A bear comes to dinner

Once, in the '80s, when working for the Sheraton, he had a circus bear dine at what is now the hotel's Pike Street Cafe. The bear arrived by limo, registered at the hotel desk with a paw print and sat at a table to dine on salad. Because of changed attitudes toward animals, Richmond says he wouldn't do that stunt today, but it worked then. The story made news nationwide.

He employs more sophisticated tactics, too, such as having chefs cook for high-profile charity events. And more. When Pence was the Fullers head chef, Richmond choreographed a trip for her and two other Fullers chefs to the then-Soviet Union.

They'd been invited by Soviet officials who dined at Fullers during planning sessions for the 1990 Goodwill Games in Seattle. Richmond invited a New York Times reporter along, and the stories ran in newspapers across the United States.

Later, Pence and top Russian chefs cooked for the Soviet ambassador in Washington, D.C.. Again, widespread publicity. "Louis knows how to get what he wants. He's pretty persuasive," Pence says today. "He never said no to the press, which made him somebody they always came to."

Launching a young chef

Richmond first honed his chef-promoting skills with Casey, in the mid-1980s. New at the Sheraton then, he spotted her in the kitchen and saw potential. A talented, inventive chef, Casey, then 22, also had a "look," with her spiky, blond hair and wild earrings.
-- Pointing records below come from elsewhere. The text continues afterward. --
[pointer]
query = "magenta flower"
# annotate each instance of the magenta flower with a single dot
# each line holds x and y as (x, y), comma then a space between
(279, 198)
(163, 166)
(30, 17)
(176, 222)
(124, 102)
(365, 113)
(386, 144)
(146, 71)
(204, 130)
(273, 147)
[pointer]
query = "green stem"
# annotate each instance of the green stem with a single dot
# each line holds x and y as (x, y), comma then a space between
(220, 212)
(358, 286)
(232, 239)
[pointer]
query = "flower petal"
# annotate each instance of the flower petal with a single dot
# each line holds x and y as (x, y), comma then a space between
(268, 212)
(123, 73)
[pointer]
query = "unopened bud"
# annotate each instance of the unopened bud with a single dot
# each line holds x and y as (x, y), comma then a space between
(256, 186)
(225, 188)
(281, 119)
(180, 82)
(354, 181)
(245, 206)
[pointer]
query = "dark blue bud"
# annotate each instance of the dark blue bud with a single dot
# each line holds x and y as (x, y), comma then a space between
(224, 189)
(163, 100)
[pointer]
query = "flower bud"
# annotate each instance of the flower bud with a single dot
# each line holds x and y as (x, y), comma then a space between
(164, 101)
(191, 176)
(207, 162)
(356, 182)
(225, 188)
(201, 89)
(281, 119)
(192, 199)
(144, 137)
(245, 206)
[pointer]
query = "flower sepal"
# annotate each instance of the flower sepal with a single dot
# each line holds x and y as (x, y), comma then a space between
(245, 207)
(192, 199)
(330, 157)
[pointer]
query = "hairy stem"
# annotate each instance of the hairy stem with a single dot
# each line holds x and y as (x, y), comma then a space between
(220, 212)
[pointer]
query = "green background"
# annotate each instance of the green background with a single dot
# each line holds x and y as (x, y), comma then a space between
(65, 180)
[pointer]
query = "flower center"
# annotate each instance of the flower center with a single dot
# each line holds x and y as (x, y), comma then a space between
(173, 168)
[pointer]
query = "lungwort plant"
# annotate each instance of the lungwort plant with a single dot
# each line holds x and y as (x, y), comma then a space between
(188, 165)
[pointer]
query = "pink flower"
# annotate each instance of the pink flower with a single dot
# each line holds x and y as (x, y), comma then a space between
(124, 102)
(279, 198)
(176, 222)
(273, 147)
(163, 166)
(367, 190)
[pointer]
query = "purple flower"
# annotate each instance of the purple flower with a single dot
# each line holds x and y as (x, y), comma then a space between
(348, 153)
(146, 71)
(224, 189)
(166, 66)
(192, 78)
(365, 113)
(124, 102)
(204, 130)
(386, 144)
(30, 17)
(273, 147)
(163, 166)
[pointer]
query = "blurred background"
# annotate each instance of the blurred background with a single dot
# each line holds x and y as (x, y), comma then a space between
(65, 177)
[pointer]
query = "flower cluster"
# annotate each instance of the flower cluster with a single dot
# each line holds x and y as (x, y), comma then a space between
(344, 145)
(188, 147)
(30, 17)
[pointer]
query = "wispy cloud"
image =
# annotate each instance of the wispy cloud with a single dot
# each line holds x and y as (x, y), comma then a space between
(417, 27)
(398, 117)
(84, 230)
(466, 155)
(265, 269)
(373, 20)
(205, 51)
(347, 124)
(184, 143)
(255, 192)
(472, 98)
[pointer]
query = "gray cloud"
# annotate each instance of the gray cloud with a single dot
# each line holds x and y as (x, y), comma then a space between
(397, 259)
"She stuck out from the crowd, she had presence," Richmond recalls in his downtown, art-bedecked office, with its desk of pink Turkish marble. Tieless, in white shirt and gray slacks, he makes it clear he'll give this interview all the time needed.

With Richmond's help and Sheraton backing, young Casey was soon in local media and then on ABC's "Good Morning America." Cooking for The New York Times's Craig Claiborne yielded more publicity.

Casey and Pence now have successful post-Fullers careers - Casey with food writing and a busy restaurant-consulting business, and Pence with her own Portland restaurant and a TV cooking series.

While their talents are unquestioned, there's no doubt that smart PR and corporate support also helped boost them into the limelight and Fullers into national notice.

Still, some other Seattle chefs, such as Douglas, get media attention without that kind of backing. In Douglas' case, knowing observers credit not only his creative cooking but his willingness to cook for countless charity events.

Mauny Kaseburg, who's done PR consulting for such restaurants as Ray's Boathouse, says publicity will draw customers once, but an eatery must be good to bring them back.

`Destined to be a musician'

Richmond's creative impulses, so effective in publicity, were once turned elsewhere. Anyone not tuned in to Seattle's classical-music history might be surprised to learn he founded and directed the Northwest Chamber Orchestra in the 1970s, taught music at the University of Puget Sound and, earlier, was a cellist in the National Symphony Orchestra, in Washington, D.C.

"I was destined to be a musician," he says. Encouraged by his mother, a bookkeeper, and his father, a repairer of dental tools, he saw classical music as "cool, not nerdy," and spent hours practicing his cello.

Studies at the Eastman School of Music and Temple University followed, and by 22 he was in the National Symphony. But he found he didn't enjoy orchestra playing, so moved on to teaching music, eventually at UPS. But academia didn't suit him either - "I hated it, really" - and he couldn't earn a living only with the chamber orchestra.

So he abandoned music, applied for a marketing job at the Alexis Hotel and got it. Later came the Sheraton, and, in 1992, his own public-relations company.

He still thrives on Bach, and tells his staffers to model their press releases after the composer's music: As with Bach's every note, make every word count.

An inhaler of the written word who often reads until midnight, Richmond spent his recent Hawaiian-vacation beach time reading Camus' bleak existential novel, "The Plague." But he also watches "Seinfeld."

His staff of 12 includes his son, Lorne, an account executive, and wife, Betty Ann, a psychotherapist who also helps out at the PR company.

Where does Louis Richmond, restaurant promoter, like to dine? Most of all at his Montlake home, on Betty Ann's cooking.